In This Article:
Flowserve Corporation (NYSE:FLS) shareholders are probably feeling a little disappointed, since its shares fell 4.5% to US$40.20 in the week after its latest quarterly results. It was not a great result overall. While revenues of US$898m were in line with analyst predictions, earnings were less than expected, missing statutory estimates by 13% to hit US$0.35 per share. Following the result, the analysts have updated their earnings model, and it would be good to know whether they think there's been a strong change in the company's prospects, or if it's business as usual. We've gathered the most recent statutory forecasts to see whether the analysts have changed their earnings models, following these results.
View our latest analysis for Flowserve
Following last week's earnings report, Flowserve's twelve analysts are forecasting 2021 revenues to be US$3.65b, approximately in line with the last 12 months. Statutory earnings per share are predicted to grow 19% to US$1.42. Before this earnings report, the analysts had been forecasting revenues of US$3.65b and earnings per share (EPS) of US$1.46 in 2021. The analysts seem to have become a little more negative on the business after the latest results, given the minor downgrade to their earnings per share numbers for next year.
It might be a surprise to learn that the consensus price target was broadly unchanged at US$44.82, with the analysts clearly implying that the forecast decline in earnings is not expected to have much of an impact on valuation. It could also be instructive to look at the range of analyst estimates, to evaluate how different the outlier opinions are from the mean. There are some variant perceptions on Flowserve, with the most bullish analyst valuing it at US$53.00 and the most bearish at US$33.00 per share. As you can see, analysts are not all in agreement on the stock's future, but the range of estimates is still reasonably narrow, which could suggest that the outcome is not totally unpredictable.

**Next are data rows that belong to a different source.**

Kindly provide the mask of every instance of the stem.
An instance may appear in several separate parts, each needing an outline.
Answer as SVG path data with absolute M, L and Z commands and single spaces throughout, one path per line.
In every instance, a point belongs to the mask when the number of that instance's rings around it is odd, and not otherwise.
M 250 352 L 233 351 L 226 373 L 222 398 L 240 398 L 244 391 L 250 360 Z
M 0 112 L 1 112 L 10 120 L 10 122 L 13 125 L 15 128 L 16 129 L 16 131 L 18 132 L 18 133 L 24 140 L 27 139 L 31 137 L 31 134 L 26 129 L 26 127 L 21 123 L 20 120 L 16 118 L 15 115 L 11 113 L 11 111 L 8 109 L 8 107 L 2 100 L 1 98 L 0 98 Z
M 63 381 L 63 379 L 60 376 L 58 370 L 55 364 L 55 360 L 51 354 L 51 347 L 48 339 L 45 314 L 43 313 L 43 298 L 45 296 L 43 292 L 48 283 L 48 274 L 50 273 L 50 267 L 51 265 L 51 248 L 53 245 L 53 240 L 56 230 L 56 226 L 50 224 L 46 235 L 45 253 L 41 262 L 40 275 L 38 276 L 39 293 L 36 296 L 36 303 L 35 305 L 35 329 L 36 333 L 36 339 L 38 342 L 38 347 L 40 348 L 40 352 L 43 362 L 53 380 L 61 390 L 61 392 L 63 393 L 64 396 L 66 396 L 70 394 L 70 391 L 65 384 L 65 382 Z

Another way we can view these estimates is in the context of the bigger picture, such as how the forecasts stack up against past performance, and whether forecasts are more or less bullish relative to other companies in the industry. One thing that stands out from these estimates is that shrinking revenues are expected to moderate over the period ending 2021 compared to the historical decline of 1.5% per annum over the past five years. Compare this against analyst estimates for companies in the broader industry, which suggest that revenues (in aggregate) are expected to grow 7.7% annually. So it's pretty clear that, while it does have declining revenues, the analysts also expect Flowserve to suffer worse than the wider industry.